Commissioner Robert Powelson told an industry audience in Pittsburgh last week that they don’t have to worry about any “tectonic shifts in policy” as FERC prepares to review how it evaluates and approves interstate natural gas pipeline projects.

“I want to give everybody peace of mind,” Powelson said during a question and answer session after a speech he delivered at Hart Energy’s Marcellus-Utica Midstream Conference and Exhibition. “It’s not like at the end of the day we’re going to radically walk away from the need doctrine. As I’ve said often…we did not build interstate pipelines on speculation. You need shippers, you need to have a business case.”

Federal Energy Regulatory Commission Chairman Kevin McIntyre said late last year that the Commissioners would review the 1999 Policy Statement of New Interstate Natural Gas Pipeline Facilities. In particular, the Commission plans to examine its definition of “need” for a pipeline, which is currently satisfied if a project has precedent contracts that make it commercially viable. FERC’s environmental procedures also will be examined. Both of those items have been vigorously challenged in recent years by groups opposing development of shale gas and the pipelines that carry it.

Powelson, a former public utility commissioner in his native Pennsylvania, where he’s widely known as a pro-market regulator, was nominated by President Trump and sworn-in at FERC last August. While he noted during his appearance in Pittsburgh last week that the Commission is often considered “fuel agnostic,” he also suggested that it’s getting harder to ignore the role natural gas is playing in the nation’s energy portfolio.

“Some might say, ”well, you’re a little bullish on the market.’ Well, I am bullish, because when you look at what natural gas is doing in places like Pennsylvania and Texas, and the entire country…if you look at where we are today in this country and the new build-out of [power] generation in this country, we’re dashing to gas.”

Powelson’s comments were delivered in a part of the country that, according to Wood Mackenzie, will account for 75% of North American natural gas growth through 2022. Dozens of gas-fired power plants are also under construction throughout the Appalachian basin and the surrounding region that are expected to drive 1-2 Bcf/d of incremental demand within the Northeast over the next three years.

But upstream and midstream operators in the region continue to deal with staunch opposition as they work through the federal and state regulatory processes to get more takeaway capacity built. Powelson said the end-result of that opposition was on display in New England last month when a massive winter storm spawned by weather phenomena known as bombogenesis, or a bomb cyclone, hit the East Coast hard and stressed energy infrastructure.

“The bomb cyclone, which is basically a Nor’easter on steroids, wreaked a lot of havoc in the New England market, not here in PJM, but the New England marketplace,” Powelson said, adding that New England burned 2 billion gallons of oil over a four day period during the weather event.

“It wasn’t coal plants that saved the day, it was 1950s, 1960s oil burners that had to run to keep the lights on in the New England marketplace, backed up by gas storage into the marketplace by facilities” like Canaport LNG in New Brunswick, Canada. A receiving and regasification terminal on the Atlantic coast operated by Repsol, Canaport has 1.2 Bcf/d of send-out capacity.

“It was a huge savior, aside from those oil burners, that we had the Canaport facility operational,” Powelson added. “The New England ISO has alerted us that if that facility ever went down, it would create a cascading event within the power sector in New England, where between 5,000 and 7,500 MW of combined-cycle gas generation would come offline. That’s very alarming.”

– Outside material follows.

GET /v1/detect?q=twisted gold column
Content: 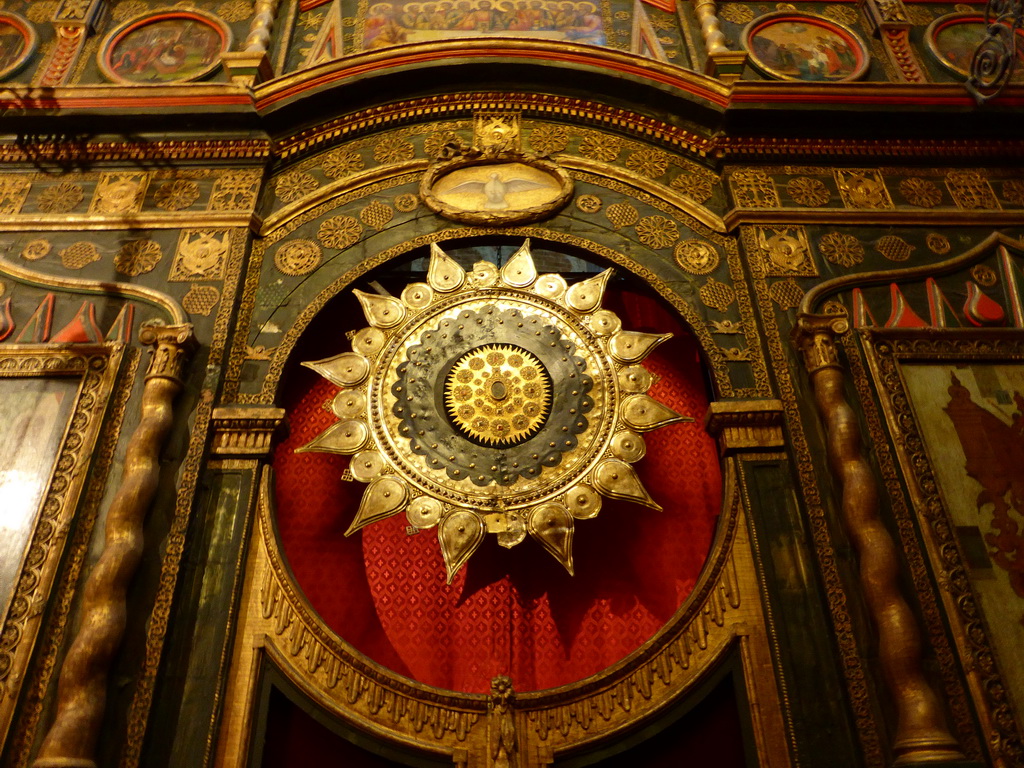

Powelson said the severe cold snap “set the stage” for further debate on Department of Energy Secretary Rick Perry’s proposal to change the nation’s grid reliability policies, and FERC’s ultimate decision that directed grid operators to study the resiliency of their systems.

“I think it is something that is critically important to the FERC, and you as industry partners, that we work together to solve that problem,” Powelson said of energy constraints and building a more robust market for natural gas. In a shot at New York Gov. Andrew Cuomo’s administration, which has played a role in stopping some pipelines that would move more gas to the Northeast, Powelson added that it’s important for federal and state governments to work cooperatively as more energy infrastructure is built.

“I am a devout advocate for states’ rights, but there comes a point in time…where you as operators need that regulatory certainty to deploy capital into a project,” he said, mentioning Cuomo as one reason for less gas reaching New England. “And I do get concerned, at my level, about some of the game playing that goes on in certain jurisdictions around pipeline development. And I pledge to you, as a new FERC commissioner, that I will work with you to really solve those problems.”

Since joining holdover Commissioner Cheryl LaFleur, a Democrat, and restoring the Commission’s quorum, Powelson and his Republican colleagues Neil Chatterjee and McIntyre, along with Democrat Richard Glick, have approved $25.6 billion of natural gas pipeline projects in the last six months.